Ele ficou boquiaberto quando contei que Lula havia sido presidente por oito anos e que Dilma Rousseff tinha governado por mais cinco anos e perguntou se a corrupção tinha acabado.
Disse que não, havia ampliado e passei algumas horas discorrendo sobre os escândalos do Mensalão, Lava Jato e dos empréstimos do BNDES. Ao final do relato, ainda abismado, ele insistiu:
 
- Bem!... O Brasil tem condições de se recuperar!... Poderíamos promover a disputa da Copa do Mundo aqui!
 
Expliquei que já havia acontecido, em 2014 e o resultado foi a construção de estádios sem utilidade, verdadeiros “elefantes brancos”, com superfaturamento em todas as obras.
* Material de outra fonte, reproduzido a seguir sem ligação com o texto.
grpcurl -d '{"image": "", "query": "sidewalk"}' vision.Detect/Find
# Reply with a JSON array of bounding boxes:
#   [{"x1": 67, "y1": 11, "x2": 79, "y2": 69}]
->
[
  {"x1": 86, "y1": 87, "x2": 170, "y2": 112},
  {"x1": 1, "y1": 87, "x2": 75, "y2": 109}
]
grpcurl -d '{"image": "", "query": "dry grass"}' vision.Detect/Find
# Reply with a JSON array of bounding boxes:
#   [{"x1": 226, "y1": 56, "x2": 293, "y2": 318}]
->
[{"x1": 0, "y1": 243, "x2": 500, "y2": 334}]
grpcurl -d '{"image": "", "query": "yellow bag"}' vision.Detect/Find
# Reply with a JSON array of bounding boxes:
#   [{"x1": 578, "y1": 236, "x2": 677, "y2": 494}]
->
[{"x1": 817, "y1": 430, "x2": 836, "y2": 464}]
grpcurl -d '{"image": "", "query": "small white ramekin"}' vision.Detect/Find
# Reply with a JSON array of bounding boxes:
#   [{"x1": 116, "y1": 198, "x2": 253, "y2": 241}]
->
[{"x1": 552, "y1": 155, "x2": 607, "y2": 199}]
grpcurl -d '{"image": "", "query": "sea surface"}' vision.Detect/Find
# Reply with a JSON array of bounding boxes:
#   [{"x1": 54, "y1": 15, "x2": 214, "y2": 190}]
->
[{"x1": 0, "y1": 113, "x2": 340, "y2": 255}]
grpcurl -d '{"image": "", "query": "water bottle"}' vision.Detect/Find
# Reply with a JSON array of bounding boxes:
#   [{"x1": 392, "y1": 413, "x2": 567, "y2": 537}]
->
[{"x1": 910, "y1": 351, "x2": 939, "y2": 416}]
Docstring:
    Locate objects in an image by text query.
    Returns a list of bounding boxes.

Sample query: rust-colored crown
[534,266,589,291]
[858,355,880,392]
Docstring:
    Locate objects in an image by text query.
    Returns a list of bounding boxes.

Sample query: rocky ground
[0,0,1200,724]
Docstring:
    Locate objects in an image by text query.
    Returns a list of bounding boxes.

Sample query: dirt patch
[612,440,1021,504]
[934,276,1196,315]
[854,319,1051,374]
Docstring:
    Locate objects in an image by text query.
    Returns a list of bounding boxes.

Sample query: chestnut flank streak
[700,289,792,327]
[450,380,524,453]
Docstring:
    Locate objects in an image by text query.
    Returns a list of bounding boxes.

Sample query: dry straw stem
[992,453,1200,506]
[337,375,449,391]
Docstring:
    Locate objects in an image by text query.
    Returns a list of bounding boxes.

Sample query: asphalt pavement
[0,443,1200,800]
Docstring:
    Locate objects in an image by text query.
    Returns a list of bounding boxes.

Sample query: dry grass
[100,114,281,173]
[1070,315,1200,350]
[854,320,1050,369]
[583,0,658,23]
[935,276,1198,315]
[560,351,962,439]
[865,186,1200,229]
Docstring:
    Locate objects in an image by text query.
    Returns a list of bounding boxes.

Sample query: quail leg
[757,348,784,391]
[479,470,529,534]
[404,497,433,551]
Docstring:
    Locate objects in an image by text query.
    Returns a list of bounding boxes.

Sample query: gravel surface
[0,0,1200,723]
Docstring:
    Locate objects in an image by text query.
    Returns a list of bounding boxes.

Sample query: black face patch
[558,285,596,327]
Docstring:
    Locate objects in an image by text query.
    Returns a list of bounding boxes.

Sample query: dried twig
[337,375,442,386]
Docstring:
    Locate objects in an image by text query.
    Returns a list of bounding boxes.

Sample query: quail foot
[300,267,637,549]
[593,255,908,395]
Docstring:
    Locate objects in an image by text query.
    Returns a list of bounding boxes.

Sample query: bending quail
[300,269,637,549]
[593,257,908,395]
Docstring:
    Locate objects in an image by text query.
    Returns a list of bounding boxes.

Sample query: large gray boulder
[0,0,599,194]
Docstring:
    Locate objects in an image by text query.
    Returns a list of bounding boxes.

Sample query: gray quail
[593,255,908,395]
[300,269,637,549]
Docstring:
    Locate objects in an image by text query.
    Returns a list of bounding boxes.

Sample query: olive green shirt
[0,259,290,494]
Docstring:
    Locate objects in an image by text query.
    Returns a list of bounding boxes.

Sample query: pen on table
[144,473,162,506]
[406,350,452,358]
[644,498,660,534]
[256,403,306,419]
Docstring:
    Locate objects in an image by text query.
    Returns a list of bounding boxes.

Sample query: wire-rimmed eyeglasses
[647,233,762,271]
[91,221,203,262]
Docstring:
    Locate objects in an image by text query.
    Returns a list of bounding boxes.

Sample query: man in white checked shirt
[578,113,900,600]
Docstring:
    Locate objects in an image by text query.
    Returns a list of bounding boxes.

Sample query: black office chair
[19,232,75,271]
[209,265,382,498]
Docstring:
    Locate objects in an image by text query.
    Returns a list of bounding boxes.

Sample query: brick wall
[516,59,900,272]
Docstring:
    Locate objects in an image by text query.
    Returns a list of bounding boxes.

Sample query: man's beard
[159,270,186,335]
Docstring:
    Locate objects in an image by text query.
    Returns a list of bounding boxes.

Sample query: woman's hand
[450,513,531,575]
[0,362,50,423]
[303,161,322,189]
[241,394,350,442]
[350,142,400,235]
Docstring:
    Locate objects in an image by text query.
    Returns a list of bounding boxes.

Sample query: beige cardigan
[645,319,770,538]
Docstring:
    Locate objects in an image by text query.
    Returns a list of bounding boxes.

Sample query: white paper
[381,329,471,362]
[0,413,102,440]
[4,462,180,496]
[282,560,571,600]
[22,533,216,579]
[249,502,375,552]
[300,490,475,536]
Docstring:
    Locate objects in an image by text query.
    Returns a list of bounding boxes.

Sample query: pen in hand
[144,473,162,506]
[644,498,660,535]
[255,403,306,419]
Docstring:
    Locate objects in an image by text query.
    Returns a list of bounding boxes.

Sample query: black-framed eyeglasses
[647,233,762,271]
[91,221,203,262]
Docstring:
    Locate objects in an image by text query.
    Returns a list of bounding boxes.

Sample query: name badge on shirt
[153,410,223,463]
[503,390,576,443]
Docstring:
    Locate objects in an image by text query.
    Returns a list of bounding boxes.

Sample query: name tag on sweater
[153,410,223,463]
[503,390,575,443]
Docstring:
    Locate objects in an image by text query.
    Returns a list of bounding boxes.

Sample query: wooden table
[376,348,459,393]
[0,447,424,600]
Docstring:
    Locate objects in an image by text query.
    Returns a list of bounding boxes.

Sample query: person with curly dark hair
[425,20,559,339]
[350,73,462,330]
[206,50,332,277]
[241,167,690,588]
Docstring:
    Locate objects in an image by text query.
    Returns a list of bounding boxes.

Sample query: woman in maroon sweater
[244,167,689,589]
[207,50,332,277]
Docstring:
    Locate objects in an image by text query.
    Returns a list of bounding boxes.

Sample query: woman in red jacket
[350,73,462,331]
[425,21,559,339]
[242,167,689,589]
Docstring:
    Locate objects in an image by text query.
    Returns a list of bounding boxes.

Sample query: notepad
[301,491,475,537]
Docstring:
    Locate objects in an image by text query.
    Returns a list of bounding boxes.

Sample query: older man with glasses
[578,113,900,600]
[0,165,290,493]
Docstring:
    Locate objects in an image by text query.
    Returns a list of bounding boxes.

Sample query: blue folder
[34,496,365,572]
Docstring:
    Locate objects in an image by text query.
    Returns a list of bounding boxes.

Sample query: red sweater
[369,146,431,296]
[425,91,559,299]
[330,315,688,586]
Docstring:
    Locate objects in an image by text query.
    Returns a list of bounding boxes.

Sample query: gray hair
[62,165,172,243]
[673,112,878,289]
- Mas, nós ganhamos a Copa, não foi? – ele perguntou.
 
Quase desmaiou quando contei dos 7 a 1 para a Alemanha.
 
- Que se faça uma Olimpíada, então! – disse.
 
Esclareci que o Brasil sediou os Jogos Olímpicos de 2016, com poucas medalhas, obras superfaturadas e, hoje, as praças esportivas abandonadas se transformaram em ruínas.
 
Ele perguntou se o Congresso Nacional não tomava medidas contra tudo isso e lhe falei sobre os 23 senadores e os 215 deputados federais investigados na Lava Jato, acrescentando as prisões de Sérgio Cabral, Anthony Garotinho, Eduardo Cunha e a condenação de Lula a 12 anos de prisão, em um dos seis processos que ele responde por corrupção.
 
- Bem!... Não quero mais saber dessas coisas!... Vou dar uma chegada no Rio de Janeiro e curtir aquele clima de tranquilidade da “Cidade Maravilhosa”! – ele disse.
 
Carlos ficou mais pálido que um urso polar quando disse que o Rio está sob intervenção do Exército, devido à falência do setor de Segurança Pública.
 
- Poxa!... O jeito é reclamar com o Bispo!
 
Ele ficou calado por uns cinco minutos quando contei sobre o caso do Bispo da Diocese de Formosa. Respirando fundo disse:
 
- Mas, ainda bem que estamos em Caratinga!... Aqui os políticos são sérios!
 
Ele não acreditou ao saber que um ex-prefeito havia passado 90 dias preso preventivamente por envolvimento em corrupção; que um vereador foi preso por crime de extorsão e que os dois últimos prefeitos são réus em uma ação penal por fraude em contratação de uma agência de publicidade.
 
- Tudo bem!... Mas, certamente, o Supremo Tribunal Federal dará um jeito nesse festival de corrupção!
 
Ele deixou o meu apartamento às pressas, logo após eu falar das atitudes do ministro Gilmar Mendes e de outros membros do STF e três dias depois perguntei pelo Carlos a seu irmão. A resposta foi simples:
 
- Não sei!... Infelizmente, não tem como ele enviar carta, telegrama ou telefonar da barraca em que está morando no deserto do Saara.